1983: Today, Joseph Hochstein wrote an Op-Ed titled "Not goodbye, but l'hitraot," in which he said, "I love newspapering, and I have a special love for this paper, since I helped start it in 1965 with my father. ... What happens each week at The Jewish Week is achieved with greater difficulty than the work done in the newsrooms of great metropolitan dailies, and it is more profoundly needed. Knowing that I played a central role in making this happen helps offset the regret of leaving, as does the joy of realizing a long-held dream of living in Israel." He wrote this just before making Aliyah.
1983: “Phar Lap” a biopic about a racehorse co-starring Ron Leibman was released in Australia today by 20th Century Fox.
1983: Birthdate of Rochester, NY, native Adam Podlesh the outstanding punter for University of Maryland Terrapins who has played for the Jacksonville, Chicago and Pittsburgh NFL teams.
1984(13th of Av, 5744): Ninety-one year old American published Alfred Abraham Knopf, Sr. founder of Alfred A Knopf, Inc passed away today. (As reported by Herbert Mitgang)
1987(16th of Av, 5747): Eighty-six year old Clara Peller who gained fame as the “Where’s the beef” lady passed away today in Chicago.
1987: Alan Greenspan becomes Chairman of the United States Federal Reserve. Another Jewish economist hits the top spot.
1988: Meir Kahane renounced his US citizenship to stay in the Israeli Parliament. Kahane and his virulent anti-Arab views have been rejected by the Israeli mainstream.

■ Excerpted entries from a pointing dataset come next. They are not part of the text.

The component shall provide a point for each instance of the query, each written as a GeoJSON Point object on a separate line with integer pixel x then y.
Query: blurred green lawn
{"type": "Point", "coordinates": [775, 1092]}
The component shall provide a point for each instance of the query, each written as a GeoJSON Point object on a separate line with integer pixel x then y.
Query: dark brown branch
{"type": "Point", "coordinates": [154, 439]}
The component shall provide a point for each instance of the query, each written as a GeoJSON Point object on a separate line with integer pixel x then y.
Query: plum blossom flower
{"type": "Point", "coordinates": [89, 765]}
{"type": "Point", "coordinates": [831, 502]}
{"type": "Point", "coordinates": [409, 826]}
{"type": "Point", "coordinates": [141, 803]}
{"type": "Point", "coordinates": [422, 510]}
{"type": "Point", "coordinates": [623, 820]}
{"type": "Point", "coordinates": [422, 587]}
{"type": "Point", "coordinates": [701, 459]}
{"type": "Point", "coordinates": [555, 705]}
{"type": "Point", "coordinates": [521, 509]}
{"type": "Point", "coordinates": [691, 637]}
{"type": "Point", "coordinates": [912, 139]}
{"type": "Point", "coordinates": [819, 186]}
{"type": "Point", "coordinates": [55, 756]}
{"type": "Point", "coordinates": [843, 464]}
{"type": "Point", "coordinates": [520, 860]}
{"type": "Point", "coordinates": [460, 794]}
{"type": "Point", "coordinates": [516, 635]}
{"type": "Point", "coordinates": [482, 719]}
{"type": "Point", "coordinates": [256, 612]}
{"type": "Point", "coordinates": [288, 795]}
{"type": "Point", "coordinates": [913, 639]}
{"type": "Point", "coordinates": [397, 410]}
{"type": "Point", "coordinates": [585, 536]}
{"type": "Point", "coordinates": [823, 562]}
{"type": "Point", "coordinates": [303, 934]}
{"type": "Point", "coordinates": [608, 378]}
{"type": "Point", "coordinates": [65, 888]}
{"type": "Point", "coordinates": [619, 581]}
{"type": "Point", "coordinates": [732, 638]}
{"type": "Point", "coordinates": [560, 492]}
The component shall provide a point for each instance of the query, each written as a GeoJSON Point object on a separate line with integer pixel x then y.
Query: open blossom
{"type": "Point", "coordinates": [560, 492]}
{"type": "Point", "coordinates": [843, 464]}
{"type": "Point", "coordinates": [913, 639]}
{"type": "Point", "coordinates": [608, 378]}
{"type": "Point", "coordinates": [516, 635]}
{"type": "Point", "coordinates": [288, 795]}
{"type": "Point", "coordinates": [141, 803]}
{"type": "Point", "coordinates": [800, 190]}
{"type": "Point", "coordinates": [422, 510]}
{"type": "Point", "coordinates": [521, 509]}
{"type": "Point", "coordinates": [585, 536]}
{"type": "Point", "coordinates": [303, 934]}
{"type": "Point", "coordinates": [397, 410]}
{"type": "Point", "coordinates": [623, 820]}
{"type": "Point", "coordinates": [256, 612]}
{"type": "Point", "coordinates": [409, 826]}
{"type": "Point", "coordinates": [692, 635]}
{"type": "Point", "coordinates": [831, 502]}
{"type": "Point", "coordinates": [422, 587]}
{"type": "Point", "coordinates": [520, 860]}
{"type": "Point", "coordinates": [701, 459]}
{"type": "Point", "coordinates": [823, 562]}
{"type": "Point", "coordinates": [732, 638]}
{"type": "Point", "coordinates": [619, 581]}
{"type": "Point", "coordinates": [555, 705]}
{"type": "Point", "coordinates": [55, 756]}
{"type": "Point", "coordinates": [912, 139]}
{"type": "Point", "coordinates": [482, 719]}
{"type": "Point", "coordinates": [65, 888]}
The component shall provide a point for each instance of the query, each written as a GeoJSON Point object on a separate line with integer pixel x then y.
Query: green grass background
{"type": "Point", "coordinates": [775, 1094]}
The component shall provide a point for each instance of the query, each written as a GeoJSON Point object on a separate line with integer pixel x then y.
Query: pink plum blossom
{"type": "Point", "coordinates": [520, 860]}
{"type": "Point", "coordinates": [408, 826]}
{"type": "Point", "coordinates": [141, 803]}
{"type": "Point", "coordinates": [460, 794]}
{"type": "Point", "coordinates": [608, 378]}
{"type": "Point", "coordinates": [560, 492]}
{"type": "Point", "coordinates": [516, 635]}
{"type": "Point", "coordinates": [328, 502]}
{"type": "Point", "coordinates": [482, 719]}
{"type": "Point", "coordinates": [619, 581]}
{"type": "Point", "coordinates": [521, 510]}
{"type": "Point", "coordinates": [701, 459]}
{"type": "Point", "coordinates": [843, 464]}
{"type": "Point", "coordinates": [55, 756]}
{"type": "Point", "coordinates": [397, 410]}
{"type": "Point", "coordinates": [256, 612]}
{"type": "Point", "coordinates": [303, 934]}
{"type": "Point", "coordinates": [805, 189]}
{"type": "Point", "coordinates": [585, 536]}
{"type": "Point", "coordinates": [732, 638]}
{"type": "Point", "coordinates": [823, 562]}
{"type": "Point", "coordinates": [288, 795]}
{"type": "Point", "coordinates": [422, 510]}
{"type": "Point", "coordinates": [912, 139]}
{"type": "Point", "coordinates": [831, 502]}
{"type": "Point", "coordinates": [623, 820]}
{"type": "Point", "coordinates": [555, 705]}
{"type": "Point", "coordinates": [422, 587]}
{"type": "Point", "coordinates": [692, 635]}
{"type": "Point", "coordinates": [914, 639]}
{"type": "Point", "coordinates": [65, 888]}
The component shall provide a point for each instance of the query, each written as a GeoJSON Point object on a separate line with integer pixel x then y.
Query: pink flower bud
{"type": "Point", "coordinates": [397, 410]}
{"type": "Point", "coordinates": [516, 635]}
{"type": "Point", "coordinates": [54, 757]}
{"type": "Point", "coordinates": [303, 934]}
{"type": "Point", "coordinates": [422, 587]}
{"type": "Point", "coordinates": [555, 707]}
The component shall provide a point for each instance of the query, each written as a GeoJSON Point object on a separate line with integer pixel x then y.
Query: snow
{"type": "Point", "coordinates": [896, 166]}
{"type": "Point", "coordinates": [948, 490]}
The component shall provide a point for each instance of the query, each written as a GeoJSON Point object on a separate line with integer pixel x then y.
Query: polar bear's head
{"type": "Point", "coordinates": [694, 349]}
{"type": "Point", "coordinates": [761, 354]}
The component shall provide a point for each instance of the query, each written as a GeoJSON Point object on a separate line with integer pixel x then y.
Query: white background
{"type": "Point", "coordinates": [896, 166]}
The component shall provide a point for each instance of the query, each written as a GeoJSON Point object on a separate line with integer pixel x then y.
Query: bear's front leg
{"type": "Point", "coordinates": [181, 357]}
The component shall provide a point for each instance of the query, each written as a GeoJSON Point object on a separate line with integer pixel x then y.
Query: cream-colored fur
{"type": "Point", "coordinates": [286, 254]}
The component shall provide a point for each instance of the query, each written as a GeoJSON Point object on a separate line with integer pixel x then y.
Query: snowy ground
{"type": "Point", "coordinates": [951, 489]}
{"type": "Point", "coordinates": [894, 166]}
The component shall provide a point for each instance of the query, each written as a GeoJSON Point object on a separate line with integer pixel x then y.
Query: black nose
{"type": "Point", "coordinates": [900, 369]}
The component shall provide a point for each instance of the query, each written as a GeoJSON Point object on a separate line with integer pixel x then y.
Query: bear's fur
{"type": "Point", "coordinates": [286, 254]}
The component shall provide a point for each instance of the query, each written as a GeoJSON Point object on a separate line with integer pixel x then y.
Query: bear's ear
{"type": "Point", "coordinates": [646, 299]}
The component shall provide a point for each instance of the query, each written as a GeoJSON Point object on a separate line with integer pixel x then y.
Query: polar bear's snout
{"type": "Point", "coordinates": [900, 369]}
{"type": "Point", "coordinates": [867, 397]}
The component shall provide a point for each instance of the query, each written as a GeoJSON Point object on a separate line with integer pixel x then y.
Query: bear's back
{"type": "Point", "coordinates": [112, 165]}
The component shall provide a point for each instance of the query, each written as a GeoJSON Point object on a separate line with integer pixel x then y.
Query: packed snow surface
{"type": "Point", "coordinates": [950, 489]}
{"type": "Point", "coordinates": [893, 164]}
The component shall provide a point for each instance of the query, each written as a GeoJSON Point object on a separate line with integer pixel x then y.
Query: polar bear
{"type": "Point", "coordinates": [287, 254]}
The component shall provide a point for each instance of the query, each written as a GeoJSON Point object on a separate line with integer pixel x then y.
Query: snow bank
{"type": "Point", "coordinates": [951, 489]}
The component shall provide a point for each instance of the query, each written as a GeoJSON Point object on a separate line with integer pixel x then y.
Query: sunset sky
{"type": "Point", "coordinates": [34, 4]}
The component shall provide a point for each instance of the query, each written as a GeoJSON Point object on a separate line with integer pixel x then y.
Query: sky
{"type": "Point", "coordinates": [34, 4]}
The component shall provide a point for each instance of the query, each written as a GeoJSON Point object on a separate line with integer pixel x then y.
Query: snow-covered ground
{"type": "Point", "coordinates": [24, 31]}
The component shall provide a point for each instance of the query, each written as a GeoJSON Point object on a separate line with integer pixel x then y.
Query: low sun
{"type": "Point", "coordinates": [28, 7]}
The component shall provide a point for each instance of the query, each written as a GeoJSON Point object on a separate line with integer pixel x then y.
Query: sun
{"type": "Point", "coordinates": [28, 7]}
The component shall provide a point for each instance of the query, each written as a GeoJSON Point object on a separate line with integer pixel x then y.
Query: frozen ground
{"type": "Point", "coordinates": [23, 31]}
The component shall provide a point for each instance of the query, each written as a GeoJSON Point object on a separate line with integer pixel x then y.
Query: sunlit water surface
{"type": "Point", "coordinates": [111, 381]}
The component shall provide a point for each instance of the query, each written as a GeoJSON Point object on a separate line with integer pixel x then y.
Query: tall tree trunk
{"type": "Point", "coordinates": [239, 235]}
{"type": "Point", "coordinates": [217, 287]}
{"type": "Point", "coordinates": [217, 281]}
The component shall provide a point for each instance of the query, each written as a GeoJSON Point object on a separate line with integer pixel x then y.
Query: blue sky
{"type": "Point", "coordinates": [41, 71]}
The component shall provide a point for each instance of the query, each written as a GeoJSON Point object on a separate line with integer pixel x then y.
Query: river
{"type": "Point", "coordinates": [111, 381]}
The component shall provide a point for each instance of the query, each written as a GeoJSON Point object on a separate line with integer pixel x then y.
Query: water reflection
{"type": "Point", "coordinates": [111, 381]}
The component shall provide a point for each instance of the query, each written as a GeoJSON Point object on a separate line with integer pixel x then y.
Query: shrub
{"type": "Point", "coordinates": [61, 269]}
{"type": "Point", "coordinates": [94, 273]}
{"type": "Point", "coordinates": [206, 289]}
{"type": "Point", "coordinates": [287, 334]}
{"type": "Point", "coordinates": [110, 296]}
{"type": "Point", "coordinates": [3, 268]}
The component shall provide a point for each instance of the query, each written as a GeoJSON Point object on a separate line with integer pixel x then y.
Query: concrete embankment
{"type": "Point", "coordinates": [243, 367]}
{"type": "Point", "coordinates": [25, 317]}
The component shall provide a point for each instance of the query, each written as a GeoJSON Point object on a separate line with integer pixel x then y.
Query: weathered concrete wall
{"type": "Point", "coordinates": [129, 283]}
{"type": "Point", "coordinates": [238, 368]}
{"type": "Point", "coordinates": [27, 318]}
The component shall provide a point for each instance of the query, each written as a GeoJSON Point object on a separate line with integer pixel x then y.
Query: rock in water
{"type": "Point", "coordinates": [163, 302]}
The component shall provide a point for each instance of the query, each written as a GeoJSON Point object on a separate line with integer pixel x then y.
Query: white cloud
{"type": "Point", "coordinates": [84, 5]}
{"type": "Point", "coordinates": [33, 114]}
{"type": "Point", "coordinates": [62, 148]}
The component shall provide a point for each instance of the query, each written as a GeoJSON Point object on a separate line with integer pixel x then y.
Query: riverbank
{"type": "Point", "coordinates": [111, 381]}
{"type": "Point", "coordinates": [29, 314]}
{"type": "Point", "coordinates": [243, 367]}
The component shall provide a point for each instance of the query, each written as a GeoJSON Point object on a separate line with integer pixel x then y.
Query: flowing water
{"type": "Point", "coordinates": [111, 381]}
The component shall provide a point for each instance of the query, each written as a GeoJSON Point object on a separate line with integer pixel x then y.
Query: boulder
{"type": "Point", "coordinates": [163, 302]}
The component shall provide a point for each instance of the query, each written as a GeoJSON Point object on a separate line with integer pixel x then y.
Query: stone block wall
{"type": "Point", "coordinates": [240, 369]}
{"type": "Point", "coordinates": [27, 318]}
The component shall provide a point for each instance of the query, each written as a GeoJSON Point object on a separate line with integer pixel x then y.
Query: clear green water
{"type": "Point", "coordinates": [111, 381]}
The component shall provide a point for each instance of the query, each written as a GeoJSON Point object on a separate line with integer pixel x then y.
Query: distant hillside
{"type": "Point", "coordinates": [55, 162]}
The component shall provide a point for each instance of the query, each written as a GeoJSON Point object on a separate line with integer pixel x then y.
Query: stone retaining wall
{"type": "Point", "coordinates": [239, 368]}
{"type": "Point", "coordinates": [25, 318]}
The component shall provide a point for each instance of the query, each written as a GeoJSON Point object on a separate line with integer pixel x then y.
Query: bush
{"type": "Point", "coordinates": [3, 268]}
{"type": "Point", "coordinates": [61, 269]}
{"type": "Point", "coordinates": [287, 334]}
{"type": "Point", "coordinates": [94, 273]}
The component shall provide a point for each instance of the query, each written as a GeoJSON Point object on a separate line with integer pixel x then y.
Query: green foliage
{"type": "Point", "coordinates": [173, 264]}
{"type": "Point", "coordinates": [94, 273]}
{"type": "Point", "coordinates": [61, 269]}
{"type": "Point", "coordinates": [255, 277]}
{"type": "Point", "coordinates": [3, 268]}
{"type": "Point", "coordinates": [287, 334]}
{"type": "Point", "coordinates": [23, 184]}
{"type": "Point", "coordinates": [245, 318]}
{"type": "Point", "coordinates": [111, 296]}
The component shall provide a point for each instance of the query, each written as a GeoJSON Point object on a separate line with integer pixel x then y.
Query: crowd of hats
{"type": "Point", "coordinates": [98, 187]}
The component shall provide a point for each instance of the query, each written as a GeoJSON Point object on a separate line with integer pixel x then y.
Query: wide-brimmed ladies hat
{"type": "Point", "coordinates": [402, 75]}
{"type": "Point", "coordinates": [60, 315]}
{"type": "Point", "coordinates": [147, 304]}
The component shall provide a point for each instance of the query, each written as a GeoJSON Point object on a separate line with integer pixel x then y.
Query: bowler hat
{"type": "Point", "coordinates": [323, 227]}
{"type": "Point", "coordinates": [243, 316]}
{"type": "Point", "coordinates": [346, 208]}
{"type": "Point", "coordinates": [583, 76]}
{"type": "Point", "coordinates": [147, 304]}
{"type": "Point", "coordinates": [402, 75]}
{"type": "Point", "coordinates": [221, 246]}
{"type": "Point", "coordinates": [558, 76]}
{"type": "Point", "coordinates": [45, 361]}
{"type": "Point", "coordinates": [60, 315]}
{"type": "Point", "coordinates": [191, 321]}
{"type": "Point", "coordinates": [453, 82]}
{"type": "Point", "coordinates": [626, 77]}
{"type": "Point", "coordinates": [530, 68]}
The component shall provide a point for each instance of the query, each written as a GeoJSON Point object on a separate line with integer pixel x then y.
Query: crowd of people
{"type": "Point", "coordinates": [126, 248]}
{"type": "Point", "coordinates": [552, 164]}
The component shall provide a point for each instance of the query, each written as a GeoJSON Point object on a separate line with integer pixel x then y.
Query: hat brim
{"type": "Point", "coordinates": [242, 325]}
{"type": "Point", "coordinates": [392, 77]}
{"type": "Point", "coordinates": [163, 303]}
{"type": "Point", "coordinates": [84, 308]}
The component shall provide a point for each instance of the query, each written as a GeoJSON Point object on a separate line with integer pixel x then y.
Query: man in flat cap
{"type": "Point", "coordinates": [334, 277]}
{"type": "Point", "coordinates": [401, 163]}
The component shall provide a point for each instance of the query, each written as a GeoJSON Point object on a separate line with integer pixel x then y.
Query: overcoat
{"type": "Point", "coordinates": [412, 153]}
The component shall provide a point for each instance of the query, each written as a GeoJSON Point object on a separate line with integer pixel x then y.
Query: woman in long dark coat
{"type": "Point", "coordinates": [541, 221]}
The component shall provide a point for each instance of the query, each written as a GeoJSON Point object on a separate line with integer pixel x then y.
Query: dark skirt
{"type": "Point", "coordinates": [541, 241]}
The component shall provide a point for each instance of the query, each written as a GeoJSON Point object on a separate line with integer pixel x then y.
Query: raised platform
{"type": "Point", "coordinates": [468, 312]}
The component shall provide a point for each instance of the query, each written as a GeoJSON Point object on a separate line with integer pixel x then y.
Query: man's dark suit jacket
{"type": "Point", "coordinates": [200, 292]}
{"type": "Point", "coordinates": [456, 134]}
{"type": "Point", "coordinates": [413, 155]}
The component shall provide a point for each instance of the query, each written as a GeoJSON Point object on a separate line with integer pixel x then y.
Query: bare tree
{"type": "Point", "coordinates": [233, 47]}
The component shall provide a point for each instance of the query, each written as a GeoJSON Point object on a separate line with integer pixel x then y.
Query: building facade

Kahane himself was gunned down by Arab terrorists.
1991: In “The Felix Warburg Mansion; A Window to the Past in the Present,” published today Christopher Gray describes the past, present and future of the building that was home to one of New York’s most influential and famous Jewish families. http://www.nytimes.com/1991/08/11/realestate/streetscapes-the-felix-warburg-mansion-a-window-to-the-past-in-the-present.html?pagewanted=print&src=pm
1991(1st of Elul, 5751): Rosh Chodesh Elul
1995: “A Walk in the Clouds” produced by David and Jerry Zucker, co-starring Debra Messing and filmed by cinematographer Emmanuel Lubezki was released in the United States today 20th Century Fox.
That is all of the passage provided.